But let’s get to the final episode of season one, because it was an episode with a rollercoaster of emotions. Whether you cheered for Emma and Ray to escape, or you choked up when Norman showed up and assisted his friends. Or the revelation of Isabella aka Mama attempting to escape the Grace Field House herself as a kid and becoming the mother of Ray. The whole season led up to a heart wrenching finale that really paid off the plot points set up throughout the season.
The episode itself flowed nicely, especially recapping the two months that have passed since Norman’s shipping. Ray and Emma haven’t really communicated due to Mama’s suspicions, and everything seemed to be calm and going according to Mama’s plan since she put a stop to the kid’s plans to escape.

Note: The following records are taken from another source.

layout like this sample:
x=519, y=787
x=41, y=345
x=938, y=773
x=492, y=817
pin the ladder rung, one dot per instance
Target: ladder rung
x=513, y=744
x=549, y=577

But that didn’t stop there. Emma, Don and Gilda all trained the kids that were to escape with them and executed Norman’s plans to perfection. While there came a point in where Emma had to make a life or death decision for the babies of Grace Field House, things still worked out as planned.

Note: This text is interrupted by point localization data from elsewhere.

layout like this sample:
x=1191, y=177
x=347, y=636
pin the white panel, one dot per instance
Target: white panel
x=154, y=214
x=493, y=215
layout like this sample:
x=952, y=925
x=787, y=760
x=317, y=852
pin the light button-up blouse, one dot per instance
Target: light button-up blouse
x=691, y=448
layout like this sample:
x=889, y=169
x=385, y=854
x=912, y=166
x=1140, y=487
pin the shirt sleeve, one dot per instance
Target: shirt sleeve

What really captivated me this episode was Isabella’s revelations. The flashbacks to her as a kid trying to escape Grace Field House and failing, really hit home with what Emma, Ray and Norman were trying to do throughout this season. Not only that, in the previous episode she mentioned to Emma that one day her too can become a mom of Grace Field House after she carries a child and is tested on her abilities to be a mother and that’s because Isabella went under the same regime to have her abilities tested in order to become mother of Grace Field House.
While the kids escaping is cool and all, these flashbacks is what really cemented the story and Isabella’s motives. Bringing it all full circle to where she too had a Norman figure of her own who she was really close to, putting her in the same shoes as Emma when Norman was shipped away. It was self reflecting moment if you want to look at it that way.
She does play off the reasons behind her motives to just survival but there’s more behind that. She still comes around to care for the babies that were left behind and bids farewell and best wishes to her older children who have no escaped. You can kind of look at this as her coming to terms with what needed to be done. That that life wasn’t meant for those children, and while the real world is dangerous, cold and rugged. Being isolated and confined and bred a certain way to be devoured by flesh eating demons later on in life, isn’t the best life for a child either.
The is a beautiful moment between her and Ray back in his younger days, where he is humming the tune her friend played on his instrument back when she was a child. It was a real tearjerker moment for me and I can only appreciate it that much more. It adds so much weight to Ray telling Norman and Emma about Infantile Amnesia and how he doesn’t have it and remembers, while in very graphic fragments, everything prior, during and after his birth.
This season has been nothing but great and I highly recommend it to everyone! Go watch it! Read the manga if you haven’t, unless you don’t want spoilers for season two, then don’t read it, but it’s a beautiful anime series and thoroughly enjoyable.
(Yakusoku No Neverland) The Promised Neverland is streaming now on Crunchyroll, Hulu and HIDIVE.